Thank you for your opinion. I am very impressed by the granular details you went for your RoL.

Sub-specialty clinics are the way to go to learn the intricate nuances of treating patients with rheumatic diseases. Don't expect to become good at treating all the phenotypically different subtypes of myositis when you see it a couple of times a year.
 
Hi! May I ask what your impression of Hofstra was when you interviewed there?

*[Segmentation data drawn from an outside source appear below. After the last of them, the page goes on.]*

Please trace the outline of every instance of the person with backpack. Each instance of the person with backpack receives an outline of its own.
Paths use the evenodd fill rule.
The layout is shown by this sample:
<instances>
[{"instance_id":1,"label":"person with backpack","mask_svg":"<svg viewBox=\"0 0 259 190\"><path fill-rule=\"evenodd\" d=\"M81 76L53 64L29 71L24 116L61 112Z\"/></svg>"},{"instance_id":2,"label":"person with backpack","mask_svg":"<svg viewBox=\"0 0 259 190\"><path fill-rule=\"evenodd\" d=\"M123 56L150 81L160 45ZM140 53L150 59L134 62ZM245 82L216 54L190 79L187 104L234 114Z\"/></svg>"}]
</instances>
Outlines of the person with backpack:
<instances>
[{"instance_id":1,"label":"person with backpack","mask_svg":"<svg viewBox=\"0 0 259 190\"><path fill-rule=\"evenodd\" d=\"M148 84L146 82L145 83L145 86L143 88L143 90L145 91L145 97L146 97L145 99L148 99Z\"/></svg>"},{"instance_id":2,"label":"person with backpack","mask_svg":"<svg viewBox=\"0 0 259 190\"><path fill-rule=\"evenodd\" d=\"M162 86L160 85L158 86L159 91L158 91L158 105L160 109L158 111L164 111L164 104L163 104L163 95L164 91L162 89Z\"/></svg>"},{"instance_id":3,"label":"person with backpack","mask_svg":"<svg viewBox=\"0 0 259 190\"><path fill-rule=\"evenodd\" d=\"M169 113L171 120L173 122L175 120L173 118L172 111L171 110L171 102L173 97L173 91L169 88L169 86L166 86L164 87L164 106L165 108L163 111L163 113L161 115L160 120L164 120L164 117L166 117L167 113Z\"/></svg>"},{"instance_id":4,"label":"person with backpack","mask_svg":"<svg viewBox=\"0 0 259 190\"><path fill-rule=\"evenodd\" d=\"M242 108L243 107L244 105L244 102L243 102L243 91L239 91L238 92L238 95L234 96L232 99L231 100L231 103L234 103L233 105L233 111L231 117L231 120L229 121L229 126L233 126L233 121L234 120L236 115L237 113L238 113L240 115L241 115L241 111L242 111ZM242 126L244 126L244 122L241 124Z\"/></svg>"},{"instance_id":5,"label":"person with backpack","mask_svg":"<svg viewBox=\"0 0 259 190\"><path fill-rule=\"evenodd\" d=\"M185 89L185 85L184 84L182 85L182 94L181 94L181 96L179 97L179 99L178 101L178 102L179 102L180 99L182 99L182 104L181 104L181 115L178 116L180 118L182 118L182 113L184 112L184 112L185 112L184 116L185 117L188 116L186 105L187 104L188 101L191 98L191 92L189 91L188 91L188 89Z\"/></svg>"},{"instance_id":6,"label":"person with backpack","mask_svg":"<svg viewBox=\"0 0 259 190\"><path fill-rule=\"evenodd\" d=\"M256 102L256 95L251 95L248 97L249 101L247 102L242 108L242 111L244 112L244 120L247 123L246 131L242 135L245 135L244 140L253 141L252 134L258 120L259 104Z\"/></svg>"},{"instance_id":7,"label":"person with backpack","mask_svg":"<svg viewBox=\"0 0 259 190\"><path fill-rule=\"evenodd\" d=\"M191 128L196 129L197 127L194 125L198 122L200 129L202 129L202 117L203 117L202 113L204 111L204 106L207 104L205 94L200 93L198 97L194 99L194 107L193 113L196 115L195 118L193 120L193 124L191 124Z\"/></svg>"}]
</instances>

1. Hofstra is not a very prestigious university in medicine overall. But there are nationally renowned rheum faculty there, including people who are expert in clinical trial and lab-based research

2. Clinical wise, rheum is about seeing rare complicated challenging cases. And places such as Emory is the biggest tertiary referral center for the all GA state, while for Hofstra, there are already many very prestigious university hospitals at NYC. So I am not sure if the cases you see there will be comparable to other fellowship in a more remote state. But it should probably be decent enough for private practice.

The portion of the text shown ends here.